Chris Nelson was the recipient of the Red Wooten High School Player of the Year, Named after the legendary Braves scout that worked the Georgia area for years. Nelson, from Redan High School in Stone Mountain, missed the first half of his senior season last year after recovering from Tommy John surgery. Some teams liked him as a pitcher, but most believed in him as a shortstop. He returned and hit .587 with 8 home runs and 42 RBI to show that he was ready to perform as a position player. The Colorado Rockies drafted him with the 9th overall pick in the first round last June, and Chris started off his pro career with a cool .347 average for the Casper Rockies.
The Braves 400 Club Minor League Manager of the Year Award went to Richmond's Pat Kelly, who led the AAA club to the South Division Championship last year. Kelly, now entering his third season with the Braves organization, led the Braves to a near reversal of their record from the 2003 season when they went 64-79. The 2004 club went 79-62 and was named Baseball America's Triple-A Team of the Year. Kelly is a former Braves' farmhand himself, having been drafted by the Braves in the Rule V draft back in 1981. Kelly will once again manage in Richmond this season.
One of Kelly's most valuable players last season, Pete Orr, was awarded the Bill Lucas Award, symbolizing a Braves minor league player who best exemplified sportsmanship and character. Orr has finally turned the corner and become a legit prospect after languishing in the organization for a few seasons as a minor league backup. His great makeup allowed the Braves to stick with him, and now Orr is knocking on the door of a big league opportunity. He will head to Spring Training next week and battle Wilson Betemit for the reserve infielder spot on the Atlanta roster.
Ryan Langerhans was named the winner of the Hank Aaron Award as the Braves Most Outstanding minor league player. Langerhans had a breakout season in AAA Richmond last season, hitting .298 with 20 home runs, 72 RBI, 34 doubles, and 103 runs scored (all career highs). The Braves' 3rd round pick in the 1998 draft, Langerhans will now head to spring training as the leading candidate to be on the Atlanta roster. With Andruw Jones, Raul Mondesi, and Brian Jordan all being right-handed hitters, the lefty hitting Langerhans has a great shot at being in the outfield mix in 2005.
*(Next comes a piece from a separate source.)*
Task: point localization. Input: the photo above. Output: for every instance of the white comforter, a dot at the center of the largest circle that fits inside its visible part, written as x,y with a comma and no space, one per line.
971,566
The Phil Niekro Award Winner, symbolizing the best Braves minor league pitcher, went to right-hander Kyle Davies. The 6'2", 190-pounder started off the 2004 season in High-A Myrtle Beach, but quickly moved up to AA Greenville, and then ended the season in Triple-A Richmond. Overall, Davies went 13-3 with a 2.72 ERA in 25 games started. He also allowed only 100 hits in 142.1 innings pitched, along with 57 walks and 173 strikeouts. Davies will head to spring training with an outside shot at a big league job, but more than likely he'll return to AAA Richmond or there's even a small chance the Braves could start him off in AA Mississippi.
The Braves 400 Club Luke Appling Nostalgia Award went to Hall of Fame pitcher Phil Niekro. "Knucksie" has won just about every award known and this one was special to him considering his friendship with the late Luke Appling. Niekro won 318 games in his big league career, 268 in a Braves' uniform.
Finally, this year's Ivan Allen, Jr. "Mr. Baseball" Award went to Skip Caray, who is getting ready to enter his 30th year as a Braves broadcaster. In accepting his award, Caray was very complimentary of the numerous efforts that Allen, a former Atlanta mayor, made in helping shape the sports scene in the state of Georgia. Caray also told a hilarious story of his first network football assignment on NBC when he broadcast a game between his alma mater, Missouri, and Kansas.
The 400 Club also presented the Phil Niekro scholarship awards to Berry College in Rome, Georgia and Mercer University in Macon, Georgia.